The most all-encompassing example of cognitive bias may be the Anthropic Principle: in its "weak" form, this states that we humans cannot observe any of the possible universes in which humans cannot exist, and therefore all human observations of the universe are constrained by the many fundamental constants that gave rise to human cognition itself! It's a tautology, and most scientists accept that peering into other universes is not possible - thus theories about them have serious problems of falsifiability.
The "strong form" of The Anthropic Principle[?] (which most scientists do not accept) argues the reverse: that fundamental constants are constrained by cognition. How can this be, when mathematics predicts future events reliably?
One controversial argument, by Buckminster Fuller, held that cognitive bias arose not directly out of any fundamental physical constants, but rather out of the shared life, loyalty and locality imposed by living in one gravity well sustaining one biosphere - that rather than binding to the whole universe, intelligent creatures were bound emotionally and cognitively to their home planet. In his book "Critical Path[?]" he concluded somewhat controversially that "gravity is love".

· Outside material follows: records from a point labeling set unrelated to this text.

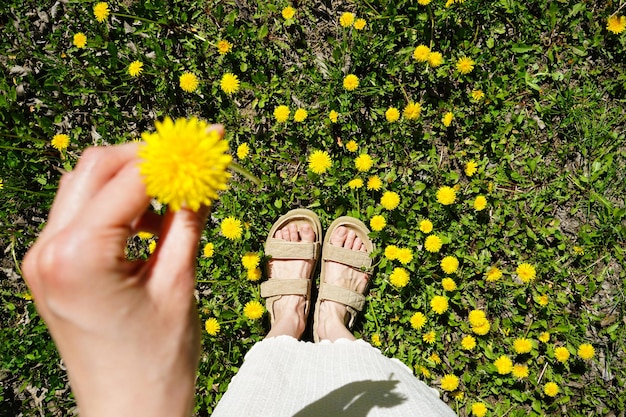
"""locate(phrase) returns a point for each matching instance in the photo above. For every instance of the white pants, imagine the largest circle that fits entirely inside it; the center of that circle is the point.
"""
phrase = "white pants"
(285, 377)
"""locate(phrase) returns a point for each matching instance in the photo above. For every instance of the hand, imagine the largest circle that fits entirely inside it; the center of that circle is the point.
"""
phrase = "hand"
(127, 331)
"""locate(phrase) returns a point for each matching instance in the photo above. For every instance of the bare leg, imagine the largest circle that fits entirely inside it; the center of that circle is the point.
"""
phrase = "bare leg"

However, arguing that planets or biospheres must hopelessly bias all aspects of our cognition strongly in their favor is not even the most extreme claim; Some argue that whatever human cognitive bias exists is extended by culture into notations where it becomes institutionalized:
Many theorists have thought that mathematical notation itself must contain a strong human cognitive bias - that it cannot predict future events but rather future human cognition - a common theme in theology and in the philosophy of mathematics - and a few, led by George Lakoff, have attempted to create a cognitive science of mathematics to clearly bind together basic constants and operations in mathematics to human cognitive assumptions (about the body and its movements and negotiations).
However behavioral psychology[?] and artificial intelligence studies in the 20th century had a similar agenda, and both more or less failed to explain more than a bare minimum of animal and planning behavior respectively.